Rheumatologists do need psychiatrists’ help to sharpen their skills in the detection and diagnosis of mental illnesses and to properly manage or refer patients who are suffering from complex mood and anxiety disorders [47]. Rheumatologists and psychiatrists should be readily available to collaborate with each other, to learn from each other, and to appropriately regulate the use of techniques (psychopharmacological and psychotherapeutic) from both specialties [47].

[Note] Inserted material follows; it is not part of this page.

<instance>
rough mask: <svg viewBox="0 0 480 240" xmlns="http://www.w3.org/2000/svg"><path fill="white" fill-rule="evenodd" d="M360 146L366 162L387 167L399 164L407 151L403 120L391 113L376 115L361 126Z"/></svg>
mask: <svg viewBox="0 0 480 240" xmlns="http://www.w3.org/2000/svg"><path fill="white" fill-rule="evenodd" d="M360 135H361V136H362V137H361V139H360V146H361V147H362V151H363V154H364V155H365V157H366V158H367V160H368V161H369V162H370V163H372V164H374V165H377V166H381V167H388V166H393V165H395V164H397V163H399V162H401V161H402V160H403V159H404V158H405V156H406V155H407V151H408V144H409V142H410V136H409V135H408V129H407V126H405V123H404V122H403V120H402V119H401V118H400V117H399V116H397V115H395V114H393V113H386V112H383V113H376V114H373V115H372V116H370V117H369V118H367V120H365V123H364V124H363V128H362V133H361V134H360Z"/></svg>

Rheumatologists and psychiatrists must work together to improve the patients’ quality of life, especially during this pandemic which will certainly linger for many more months across the world. Therefore, it is recommended that physicians from both specialties should receive basic trained in both fields, so that rheumatologists can confidently identify the presence of anxiety and depression, treat them appropriately, and refer them when necessary. Both specialties should adopt a unifying sensory, emotional, and cognitive model for an adequate and well-integrated management of these patients.